I think many users would be willing to hear a long-form version of your take on the subject (maybe in a fresh meta thread for visibility?), but your comment as-is feels like a shallow dismissal of legitimate concerns.
You’re not really offering any insight into why or how you reached the conclusion that you posted. As a user on the outside, it sure looks like the site structure has begun to buckle in the wind.
Sorry - I spent hours yesterday writing about this at length, so in my mind I've already done that, but you're right, of course.

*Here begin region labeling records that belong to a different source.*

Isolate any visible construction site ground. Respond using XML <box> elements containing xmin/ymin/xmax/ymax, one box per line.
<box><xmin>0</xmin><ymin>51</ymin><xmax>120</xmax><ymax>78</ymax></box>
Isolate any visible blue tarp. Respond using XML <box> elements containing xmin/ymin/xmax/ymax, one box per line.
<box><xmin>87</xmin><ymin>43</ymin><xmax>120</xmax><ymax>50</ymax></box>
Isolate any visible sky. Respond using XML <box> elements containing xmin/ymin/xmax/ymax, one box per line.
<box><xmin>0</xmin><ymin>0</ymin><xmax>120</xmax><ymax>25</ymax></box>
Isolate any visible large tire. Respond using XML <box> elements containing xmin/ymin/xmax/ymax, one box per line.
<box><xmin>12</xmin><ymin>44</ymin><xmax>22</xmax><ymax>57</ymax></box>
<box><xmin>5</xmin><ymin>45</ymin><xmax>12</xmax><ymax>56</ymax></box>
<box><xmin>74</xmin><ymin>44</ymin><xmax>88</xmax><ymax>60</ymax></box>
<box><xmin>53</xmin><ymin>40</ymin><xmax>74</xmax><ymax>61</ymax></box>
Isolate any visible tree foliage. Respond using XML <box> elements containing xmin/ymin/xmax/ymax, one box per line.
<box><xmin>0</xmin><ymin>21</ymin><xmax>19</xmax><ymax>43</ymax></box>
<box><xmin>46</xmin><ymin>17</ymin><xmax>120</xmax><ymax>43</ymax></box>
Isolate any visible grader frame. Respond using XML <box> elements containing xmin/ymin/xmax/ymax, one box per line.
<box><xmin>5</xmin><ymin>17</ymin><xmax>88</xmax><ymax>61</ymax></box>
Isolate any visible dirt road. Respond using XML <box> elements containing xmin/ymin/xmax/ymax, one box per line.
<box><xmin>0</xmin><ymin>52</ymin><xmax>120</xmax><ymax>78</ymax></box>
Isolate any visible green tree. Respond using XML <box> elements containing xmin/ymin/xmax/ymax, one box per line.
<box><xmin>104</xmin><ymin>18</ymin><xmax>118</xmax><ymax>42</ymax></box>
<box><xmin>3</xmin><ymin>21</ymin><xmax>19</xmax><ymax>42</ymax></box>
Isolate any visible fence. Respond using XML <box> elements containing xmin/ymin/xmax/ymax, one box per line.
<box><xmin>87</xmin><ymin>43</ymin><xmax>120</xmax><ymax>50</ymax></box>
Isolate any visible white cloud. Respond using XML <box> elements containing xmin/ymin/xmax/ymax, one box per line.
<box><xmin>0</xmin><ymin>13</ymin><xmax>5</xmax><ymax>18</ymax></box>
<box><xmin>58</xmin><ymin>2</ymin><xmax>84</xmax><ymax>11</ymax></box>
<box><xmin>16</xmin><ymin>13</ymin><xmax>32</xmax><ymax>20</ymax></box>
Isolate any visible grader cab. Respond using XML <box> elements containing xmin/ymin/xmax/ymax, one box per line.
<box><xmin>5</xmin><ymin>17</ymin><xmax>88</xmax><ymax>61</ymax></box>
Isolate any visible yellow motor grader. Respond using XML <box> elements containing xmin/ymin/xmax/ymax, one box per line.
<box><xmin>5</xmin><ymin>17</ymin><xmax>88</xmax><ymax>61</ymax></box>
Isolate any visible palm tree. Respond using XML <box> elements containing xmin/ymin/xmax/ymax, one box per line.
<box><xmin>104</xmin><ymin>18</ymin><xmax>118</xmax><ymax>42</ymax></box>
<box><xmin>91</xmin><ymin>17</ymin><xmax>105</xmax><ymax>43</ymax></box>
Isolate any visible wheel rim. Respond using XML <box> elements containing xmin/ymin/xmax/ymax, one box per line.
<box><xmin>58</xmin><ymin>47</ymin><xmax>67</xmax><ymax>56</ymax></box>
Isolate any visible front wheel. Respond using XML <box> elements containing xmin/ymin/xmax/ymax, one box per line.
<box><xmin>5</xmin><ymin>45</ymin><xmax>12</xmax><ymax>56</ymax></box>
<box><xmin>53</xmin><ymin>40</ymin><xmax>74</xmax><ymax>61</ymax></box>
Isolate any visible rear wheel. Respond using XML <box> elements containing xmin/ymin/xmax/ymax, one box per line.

Let me dig up the links for you...
That’s entirely understandable - I’ll dive into your profile to read those thoughts.
I second the suggestion to have some sort of metathread, stickied comment on hot political threads, or other consolidated way to present your collected thoughts so that a larger number of users see it and can benefit. Like you said, the winds are blowing hard, and you might go a long way to quelling the moderatorial waters by addressing the whole site as a collective.
Past efforts to do that kind of thing haven't worked, so I'm a bit down on the idea. What ends up happening is (1) the meta communication stirs up a flurry of objections, some relevant and many not; as well as people passionately restating what they feel about current affairs and/or how much they dislike what some other comment said; and at the same time (2) most people still don't see it, so it ends up not having the desired effect and just taking a ton of time.
Somehow, no matter how often we repeat something, the set of users who hear it always has measure zero (https://news.ycombinator.com/item?id=25787443). That's why I mostly stick to answering specific comments with detailed explanations, and hope that at least some other users will see it.
There's something a little interesting in the measure zero observation; we've run into it in a couple places too. For instance: we now do voice calls ahead of our last hiring exercise (it's a little bit counterintuitive and needs some prep) because no matter how carefully we wrote about it, even with highly motivated candidates (many of whom we statistically end up hiring!) nothing we write seems to sink in. We have an API quirk that works the same way, too.
You’re not really offering any insight into why or how you reached the conclusion that you posted. As a user on the outside, it sure looks like the site structure has begun to buckle in the wind.